Yes, there is a decided power imbalance between a desperate pregnant soon to be mother with no access to resources and the people with the money (the adoptive parents, the adoption agencies, the lawyers, the social workers).  The deck is stacked against you and you will need to face this directly, before you take that permanent step.

If you are lucky, someday your child will find you and like my own mom wanted to do, let you know that she survived and is okay.  Worst case, your child will hate you for how her life turned out and wish she had been aborted instead.

 

Acceptance

My adoptee mom shared with me before she died that she had to stop working on the family tree at Ancestry that she had been creating from the lineage of the adoptive parents (my dad was also an adoptee).  She said “It just wasn’t real to me.  I am adopted.”  Then she added, “Glad I was.” because she had reached a place of acceptance that she would never know her origins and whether having been adopted was actually a “good” thing or not.

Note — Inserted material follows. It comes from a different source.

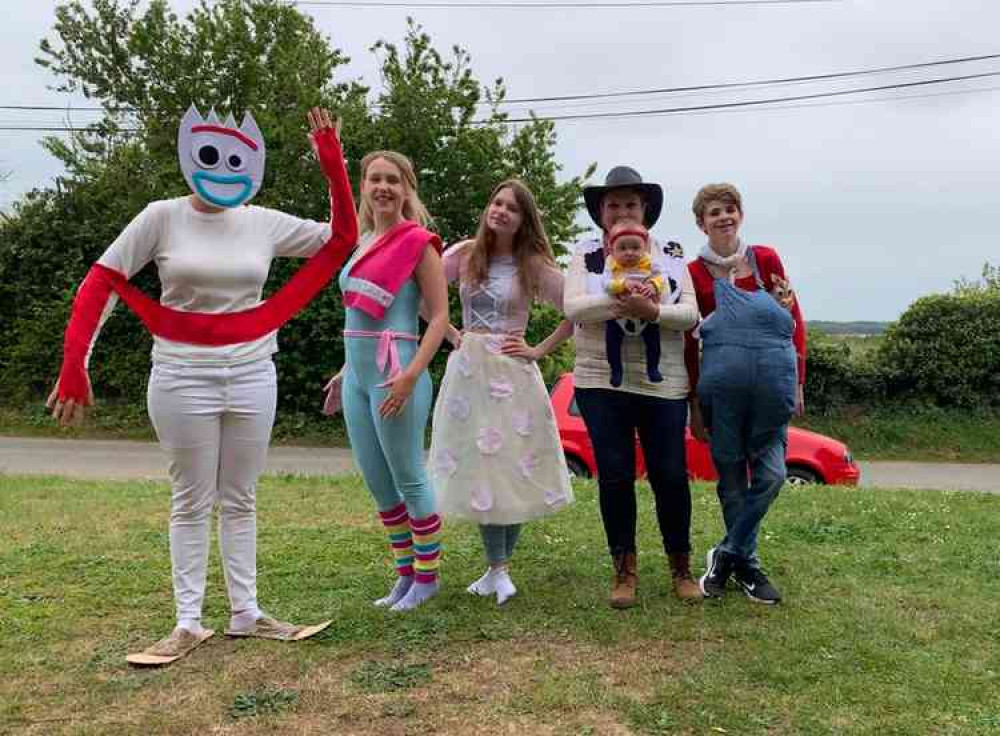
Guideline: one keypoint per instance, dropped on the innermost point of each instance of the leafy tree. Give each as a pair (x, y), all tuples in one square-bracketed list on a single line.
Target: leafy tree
[(145, 67), (945, 349)]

Acceptance is a phase of grieving.  My mom grieved that her original mother had died before her search began.  Arriving at acceptance can feel lighter, more balanced and has the ability to realize what all of our experiences have brought to us.

Adoptees will likely struggle with what it means to belong to two families.  Coming to terms with that, could also make comfortable – duality, complexity and ambiguity.  An adoptee may be able to see both/and rather than either/or.

What will always be true is that an adoptee can never be not adopted. That’s a given.

Adoption can add an element of compassion.  There is no getting around the reality that the adoptee was given up.  Taken in by strangers. There are consequences to both.

Healing can happen when an adoptee can accept that what happened, happened. This was their fate. They were surrendered by one mother and raised by a different one.  An adoptee can’t avoid the pain that is part of that experience.

Platitudes such as “everything happens for a reason” or “it’s all part of God’s plan” are not helpful.  Nor are attitudes that an adult adoptee should simply “move on” or “get over it” or “stop dwelling in the past”.  These are not helpful either. The past is an adoptee’s history, their identity, their connection to a concept of family.

Babies adopted shortly after birth experience a trauma so early in life that there is no “before” the trauma to return to.  Consider that.  Add to it the pain adoptees experience by being mostly invalidated by society.

So better words don’t include a non-adoptee’s judgement of what would have been better or worse.  A simple acknowledgement of fact is enough.  Adoption can’t be undone.

Even so, an adoptee can know that they are also a survivor with those kinds of strengths and gifts. The adoption system is deeply flawed.  Seeking to reform it is a worthy outcome for having gone through the experience.